Methanol to olefins
(MTO) reaction over H-RUB-50 zeolite, an eight-membered
ring (8-MR) and cavity-type zeolite, presents higher selectivity for
ethene. The host–guest interaction was dissected and used to
explain the cavity-controlled reaction route and product selectivity.
By the aid of the in situ 13C MAS NMR spectroscopy, GC-MS, 12C/13C-methanol switch experiments, and theoretical
calculations, the methylbenzenium cations, methylcyclopentenyl cations
(triMB+, tetraMB+, and triMCP+),
and their deprotonated forms with less methyl groups substitution
were captured over LEV zeolite and confirmed as the critical reaction
intermediates. The energetic span model was employed to identify the
preferred reaction mechanism and provide the theoretical evidence
to understand product selectivity. The side-chain methylation mechanism
was theoretically predicated to be the energetically favorable route
for olefins generation with the participation of these active intermediates.

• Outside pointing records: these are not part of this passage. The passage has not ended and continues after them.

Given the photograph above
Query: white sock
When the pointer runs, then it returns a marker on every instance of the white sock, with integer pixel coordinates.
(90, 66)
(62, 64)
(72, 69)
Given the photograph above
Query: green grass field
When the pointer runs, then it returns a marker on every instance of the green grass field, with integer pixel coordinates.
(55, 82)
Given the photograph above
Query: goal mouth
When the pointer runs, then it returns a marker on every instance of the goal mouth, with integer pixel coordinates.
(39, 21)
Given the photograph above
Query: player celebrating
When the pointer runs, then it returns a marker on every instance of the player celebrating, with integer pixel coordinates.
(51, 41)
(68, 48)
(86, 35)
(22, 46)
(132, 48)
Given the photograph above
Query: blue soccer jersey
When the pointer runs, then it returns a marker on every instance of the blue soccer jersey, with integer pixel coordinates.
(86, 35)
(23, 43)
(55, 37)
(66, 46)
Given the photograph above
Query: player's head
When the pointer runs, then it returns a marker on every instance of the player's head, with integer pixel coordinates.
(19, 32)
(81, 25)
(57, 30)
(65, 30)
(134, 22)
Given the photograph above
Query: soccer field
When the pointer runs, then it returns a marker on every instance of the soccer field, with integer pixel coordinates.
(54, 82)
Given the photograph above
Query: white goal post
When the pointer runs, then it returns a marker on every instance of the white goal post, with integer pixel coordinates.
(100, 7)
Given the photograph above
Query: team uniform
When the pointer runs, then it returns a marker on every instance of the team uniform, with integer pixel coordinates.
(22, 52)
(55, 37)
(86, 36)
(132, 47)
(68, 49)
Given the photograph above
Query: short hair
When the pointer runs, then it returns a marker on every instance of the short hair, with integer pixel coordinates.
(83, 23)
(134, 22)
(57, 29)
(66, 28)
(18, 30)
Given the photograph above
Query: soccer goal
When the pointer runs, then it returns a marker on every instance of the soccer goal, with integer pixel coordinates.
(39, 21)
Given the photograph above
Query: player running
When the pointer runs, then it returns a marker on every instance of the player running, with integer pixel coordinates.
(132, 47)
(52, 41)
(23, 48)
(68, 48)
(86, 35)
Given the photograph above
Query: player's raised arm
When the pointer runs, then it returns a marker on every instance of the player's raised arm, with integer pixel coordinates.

Paring cycle with trimethlycyclopentadienyl cation as the intermediate
makes less contribution to ethene formation due to the relatively
large energy span. Based on the overall evaluation of the catalytic
cycle, the difference of energy span of the whole reaction pathway
for ethene and propene formation can give direct theoretical evidence
for product selectivity. Additional study to the steps for generating
precursors of ethene and propene offers extra support on the understanding
of product selectivity and the dominant generation of ethene. This
study captured the critical intermediates and established a rational
and energetically feasible route of light olefins generation from
MTO reaction over H-RUB-50. More importantly, it is exhibited that
cavity controls the product selectivity via the important steric constraint
for the formation of critical intermediates and the proceeding of
critical reaction steps, based on the understanding of the host–guest
interaction of the cavity-type zeolite catalyzed MTO reaction.